# Mercedes Dethroned BMW as the King of Luxury Cars in the United States



## RichReg (May 7, 2003)

Am I reading the numbers wrong?
:dunno::dunno::dunno::dunno::dunno::dunno:

..'cause Mercedes is reporting 2,083,888 units sold worldwide & BMW is reporting 2,367,603 :
http://media.daimler.com/marsMediaSite/en/instance/ko.xhtml?oid=15205636&relId=60819&resultInfoTypeId=40629

Apparently, the Mini brand outsold the Smart brand...
http://www.autoevolution.com/news/both-bmw-and-mercedes-benz-claim-premium-sales-supremacy-both-are-right-114471.html


----------



## pix335i (Dec 18, 2001)

This is for the United States where BMW dropped from 1st to 3rd. You are correct on the worldwide numbers I believe.


----------



## Judy G (Jan 27, 2011)

Do you think this means some great deals for us as BMW tries to regain the crown this year?


----------



## pix335i (Dec 18, 2001)

It would be great to think that but I have a feeling BMW may be more focused on profitability at this point given the lack of incentives at the end of this past year. This is just a guess though since we really have no idea what their strategy will be going through the year. One thing for sure is that SUV sales are on the upswing which leaves the 3 Series and 5 Series with potentially lower sales numbers moving forward. BMW has very strong competition in the SUV segment though and it will be interesting to see how those sales progress in 2017.


----------



## Judy G (Jan 27, 2011)

I can dream right?


----------



## RichReg (May 7, 2003)

pix335i said:


> This is for the United States where BMW dropped from 1st to 3rd. You are correct on the worldwide numbers I believe.

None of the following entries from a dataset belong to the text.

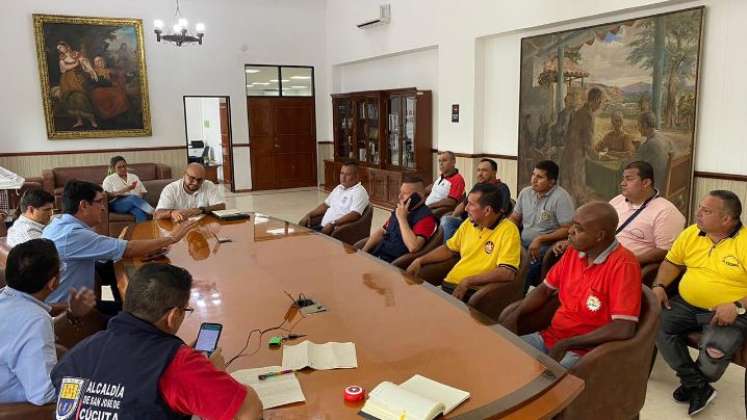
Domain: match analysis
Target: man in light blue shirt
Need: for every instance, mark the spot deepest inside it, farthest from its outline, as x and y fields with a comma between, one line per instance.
x=80, y=247
x=27, y=347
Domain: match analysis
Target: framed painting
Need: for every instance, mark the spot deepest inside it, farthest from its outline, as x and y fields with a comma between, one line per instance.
x=93, y=76
x=594, y=99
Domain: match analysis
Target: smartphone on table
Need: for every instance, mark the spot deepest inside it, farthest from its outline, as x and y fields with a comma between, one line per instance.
x=207, y=338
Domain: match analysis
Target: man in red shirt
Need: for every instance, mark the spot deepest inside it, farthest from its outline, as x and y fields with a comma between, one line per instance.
x=142, y=370
x=599, y=287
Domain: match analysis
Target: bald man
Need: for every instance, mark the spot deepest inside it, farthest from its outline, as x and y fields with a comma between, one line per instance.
x=599, y=286
x=189, y=196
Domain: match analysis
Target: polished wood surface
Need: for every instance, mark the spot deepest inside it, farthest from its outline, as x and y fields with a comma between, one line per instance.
x=399, y=326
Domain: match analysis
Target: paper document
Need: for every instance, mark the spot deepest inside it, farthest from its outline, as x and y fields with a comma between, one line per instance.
x=106, y=294
x=319, y=356
x=273, y=391
x=418, y=398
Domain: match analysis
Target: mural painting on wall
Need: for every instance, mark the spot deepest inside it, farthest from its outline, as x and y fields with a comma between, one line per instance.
x=595, y=99
x=93, y=76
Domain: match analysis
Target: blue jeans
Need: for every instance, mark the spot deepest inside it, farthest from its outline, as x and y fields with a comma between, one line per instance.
x=450, y=224
x=133, y=205
x=535, y=340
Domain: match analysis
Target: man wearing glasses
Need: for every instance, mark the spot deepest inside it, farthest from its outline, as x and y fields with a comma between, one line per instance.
x=142, y=369
x=37, y=206
x=190, y=196
x=80, y=248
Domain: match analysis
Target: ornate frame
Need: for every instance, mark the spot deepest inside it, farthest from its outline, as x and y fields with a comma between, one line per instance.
x=40, y=20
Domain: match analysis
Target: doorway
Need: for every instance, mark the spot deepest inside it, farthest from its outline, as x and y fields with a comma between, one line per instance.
x=282, y=126
x=207, y=124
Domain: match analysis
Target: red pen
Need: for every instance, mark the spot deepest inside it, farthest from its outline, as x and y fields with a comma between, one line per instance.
x=270, y=374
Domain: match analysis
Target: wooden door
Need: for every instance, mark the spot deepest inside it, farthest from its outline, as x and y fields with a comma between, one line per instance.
x=225, y=142
x=282, y=134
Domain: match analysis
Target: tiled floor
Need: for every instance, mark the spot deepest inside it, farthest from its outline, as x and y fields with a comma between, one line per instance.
x=729, y=404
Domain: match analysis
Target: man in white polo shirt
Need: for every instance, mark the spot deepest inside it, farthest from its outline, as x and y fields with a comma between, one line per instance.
x=189, y=196
x=345, y=204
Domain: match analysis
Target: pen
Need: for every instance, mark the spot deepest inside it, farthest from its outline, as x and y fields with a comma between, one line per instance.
x=270, y=374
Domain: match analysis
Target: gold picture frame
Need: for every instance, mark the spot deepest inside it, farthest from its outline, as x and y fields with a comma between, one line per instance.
x=93, y=76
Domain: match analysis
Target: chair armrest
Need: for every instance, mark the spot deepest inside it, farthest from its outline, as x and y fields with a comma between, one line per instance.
x=492, y=298
x=436, y=272
x=48, y=181
x=163, y=171
x=648, y=273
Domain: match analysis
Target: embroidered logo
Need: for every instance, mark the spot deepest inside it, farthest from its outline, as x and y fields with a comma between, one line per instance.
x=731, y=261
x=69, y=398
x=593, y=303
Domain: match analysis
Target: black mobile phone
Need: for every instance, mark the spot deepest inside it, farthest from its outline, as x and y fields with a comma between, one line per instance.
x=415, y=199
x=207, y=338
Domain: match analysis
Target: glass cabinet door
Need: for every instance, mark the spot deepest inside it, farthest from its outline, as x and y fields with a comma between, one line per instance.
x=408, y=140
x=395, y=131
x=343, y=128
x=372, y=131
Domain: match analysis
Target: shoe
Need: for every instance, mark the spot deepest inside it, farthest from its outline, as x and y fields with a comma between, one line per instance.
x=682, y=394
x=700, y=398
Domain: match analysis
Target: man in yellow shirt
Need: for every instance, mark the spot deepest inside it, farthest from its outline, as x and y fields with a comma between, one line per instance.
x=488, y=244
x=712, y=297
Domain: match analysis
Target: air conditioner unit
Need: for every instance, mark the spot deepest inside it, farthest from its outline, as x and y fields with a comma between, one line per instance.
x=384, y=18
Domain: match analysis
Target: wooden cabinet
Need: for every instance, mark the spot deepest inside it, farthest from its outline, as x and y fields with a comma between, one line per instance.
x=388, y=132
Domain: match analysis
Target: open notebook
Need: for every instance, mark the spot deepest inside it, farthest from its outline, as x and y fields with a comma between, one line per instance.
x=418, y=398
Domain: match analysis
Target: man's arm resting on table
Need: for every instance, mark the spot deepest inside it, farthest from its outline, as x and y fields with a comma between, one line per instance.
x=446, y=202
x=618, y=329
x=348, y=218
x=652, y=256
x=374, y=239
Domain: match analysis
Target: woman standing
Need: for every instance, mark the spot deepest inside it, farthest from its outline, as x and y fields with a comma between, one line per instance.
x=126, y=191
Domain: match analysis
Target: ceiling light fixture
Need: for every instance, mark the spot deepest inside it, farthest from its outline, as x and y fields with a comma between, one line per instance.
x=180, y=32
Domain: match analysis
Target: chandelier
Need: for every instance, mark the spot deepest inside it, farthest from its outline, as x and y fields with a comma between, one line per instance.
x=180, y=30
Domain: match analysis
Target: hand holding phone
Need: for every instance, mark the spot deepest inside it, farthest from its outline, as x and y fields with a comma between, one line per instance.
x=207, y=338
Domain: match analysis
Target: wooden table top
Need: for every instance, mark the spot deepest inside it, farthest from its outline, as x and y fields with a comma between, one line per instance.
x=399, y=325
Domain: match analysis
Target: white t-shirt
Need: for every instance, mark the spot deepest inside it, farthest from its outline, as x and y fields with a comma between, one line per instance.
x=114, y=182
x=342, y=201
x=174, y=197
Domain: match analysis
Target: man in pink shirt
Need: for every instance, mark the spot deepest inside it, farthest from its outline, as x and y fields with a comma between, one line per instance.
x=648, y=223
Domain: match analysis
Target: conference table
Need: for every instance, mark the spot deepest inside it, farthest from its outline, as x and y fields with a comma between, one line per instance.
x=400, y=325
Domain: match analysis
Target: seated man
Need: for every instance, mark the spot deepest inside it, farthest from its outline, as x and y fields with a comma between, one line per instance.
x=155, y=374
x=27, y=338
x=648, y=222
x=37, y=206
x=189, y=196
x=488, y=245
x=80, y=247
x=345, y=204
x=486, y=174
x=712, y=297
x=599, y=286
x=409, y=226
x=544, y=211
x=449, y=187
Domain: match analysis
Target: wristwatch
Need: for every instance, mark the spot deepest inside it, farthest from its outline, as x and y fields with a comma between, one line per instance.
x=740, y=308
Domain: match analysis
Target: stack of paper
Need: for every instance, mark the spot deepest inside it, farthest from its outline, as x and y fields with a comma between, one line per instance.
x=273, y=391
x=319, y=356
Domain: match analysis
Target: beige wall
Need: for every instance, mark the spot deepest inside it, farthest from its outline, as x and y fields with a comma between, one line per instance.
x=32, y=166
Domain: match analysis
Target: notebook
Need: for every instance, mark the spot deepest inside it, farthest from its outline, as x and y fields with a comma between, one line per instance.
x=418, y=398
x=273, y=391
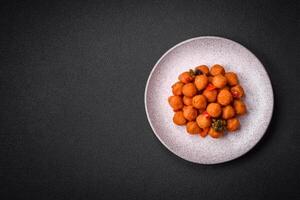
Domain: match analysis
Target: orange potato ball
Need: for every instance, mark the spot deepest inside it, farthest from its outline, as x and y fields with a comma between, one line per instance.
x=224, y=97
x=215, y=134
x=203, y=121
x=188, y=100
x=228, y=112
x=239, y=107
x=210, y=95
x=214, y=109
x=219, y=81
x=189, y=113
x=175, y=102
x=232, y=78
x=186, y=77
x=177, y=88
x=192, y=128
x=237, y=91
x=199, y=102
x=189, y=90
x=178, y=118
x=216, y=70
x=201, y=82
x=233, y=124
x=203, y=68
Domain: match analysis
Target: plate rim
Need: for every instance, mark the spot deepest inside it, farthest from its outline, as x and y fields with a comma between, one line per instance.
x=164, y=55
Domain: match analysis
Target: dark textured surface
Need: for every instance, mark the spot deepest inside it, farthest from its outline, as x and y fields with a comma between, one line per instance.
x=73, y=124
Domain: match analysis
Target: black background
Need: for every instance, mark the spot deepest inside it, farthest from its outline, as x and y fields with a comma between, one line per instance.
x=73, y=124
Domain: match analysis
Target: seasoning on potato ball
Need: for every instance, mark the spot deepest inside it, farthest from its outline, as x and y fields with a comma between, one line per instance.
x=228, y=112
x=186, y=77
x=189, y=90
x=219, y=81
x=224, y=97
x=203, y=68
x=239, y=107
x=237, y=91
x=192, y=128
x=210, y=95
x=232, y=78
x=175, y=102
x=199, y=102
x=201, y=82
x=187, y=100
x=203, y=121
x=177, y=88
x=233, y=124
x=189, y=113
x=216, y=70
x=178, y=118
x=214, y=109
x=215, y=134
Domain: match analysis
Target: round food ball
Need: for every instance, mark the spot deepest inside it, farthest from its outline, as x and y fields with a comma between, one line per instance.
x=189, y=90
x=187, y=100
x=192, y=128
x=224, y=97
x=178, y=118
x=233, y=124
x=210, y=95
x=203, y=68
x=189, y=113
x=177, y=88
x=237, y=91
x=199, y=102
x=186, y=77
x=215, y=134
x=228, y=112
x=201, y=82
x=232, y=78
x=214, y=109
x=175, y=102
x=216, y=70
x=203, y=121
x=239, y=107
x=219, y=81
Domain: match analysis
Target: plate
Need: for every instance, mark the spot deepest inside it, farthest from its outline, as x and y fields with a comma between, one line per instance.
x=209, y=50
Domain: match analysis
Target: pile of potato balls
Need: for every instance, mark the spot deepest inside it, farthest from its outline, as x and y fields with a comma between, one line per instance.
x=208, y=101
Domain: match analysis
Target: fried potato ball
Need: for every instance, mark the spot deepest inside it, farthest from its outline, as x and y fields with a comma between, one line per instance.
x=189, y=113
x=204, y=132
x=178, y=118
x=228, y=112
x=203, y=68
x=189, y=90
x=175, y=102
x=210, y=95
x=201, y=82
x=233, y=124
x=224, y=97
x=186, y=77
x=177, y=88
x=219, y=81
x=237, y=91
x=239, y=107
x=192, y=128
x=203, y=121
x=187, y=100
x=199, y=102
x=216, y=70
x=215, y=134
x=214, y=109
x=232, y=78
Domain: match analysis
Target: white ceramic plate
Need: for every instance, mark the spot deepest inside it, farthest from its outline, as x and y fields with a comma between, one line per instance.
x=252, y=76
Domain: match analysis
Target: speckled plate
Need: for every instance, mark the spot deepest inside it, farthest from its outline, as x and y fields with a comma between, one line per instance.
x=234, y=57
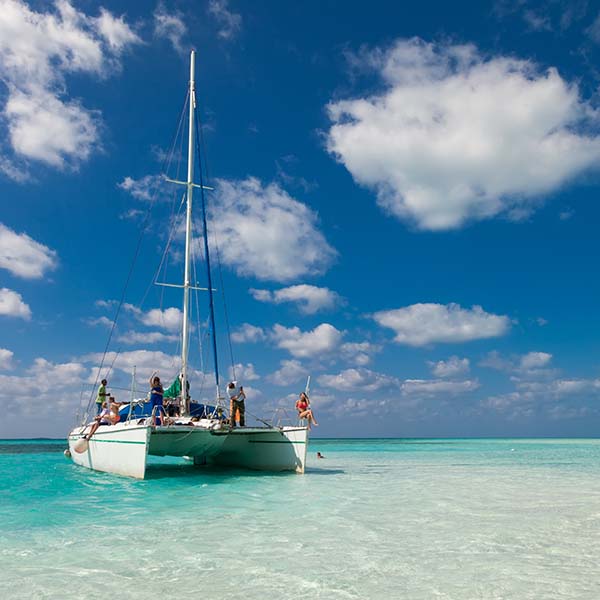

Ahh, I missed that ;you are correct. :tsk:

I think for 2017 everyone should brace for the good possibility of inflation..:yikes:
...not bigger breaks (meaning in the U.S., of course).


----------



## mr_clueless (Nov 13, 2009)

Q: Why are SUV so hot in the US? 
A: The roads are so bad that a trip to the neighborhood grocery store feels like an off-road experience.


----------



## adgrant (Aug 13, 2003)

I never saw the appeal of SUVs until I test drove an E70 X5 back to back with an F10 5 series. The X5 was more fun to drive and since I really wanted a Wagon the choice was easy. Now I have had an X5 for a while, I am liking the advantages. Strapping a child into a car seat or booster is really easy, the split tailgate is awesome and its great to be able to drive over curbs without worrying about damaging the car. With all the other SUVs on the road, the high seating position and the extra size in a collision is comforting.


----------



## Proconsul (Aug 2, 2015)

Perhaps a reason. Great cars, but - they don't advertise, you never see BMW in our local paper in the Auto section, our two closest dealerships are dumps, and the technicians are one step up from Ford. By comparison, the Lexus and Mercedes showrooms and dealerships look like the Jetsons compared to Fred Flintstone at BMW, and we're in a major metropolitan area. We've been Bimmer owners for decades, including in Germany, and Lexus as well. We currently have two new diesel X's. But our next purchases will likely be MB, Porsche, or any other competitor for the above reasons. You can make a wonderful car, but service and support need to match.


----------



## ddsski (Jul 23, 2009)

Does reliability play into these numbers at all?? Don't know much about Mercedes, but certainly know BMW reliability has taken a big hit.


----------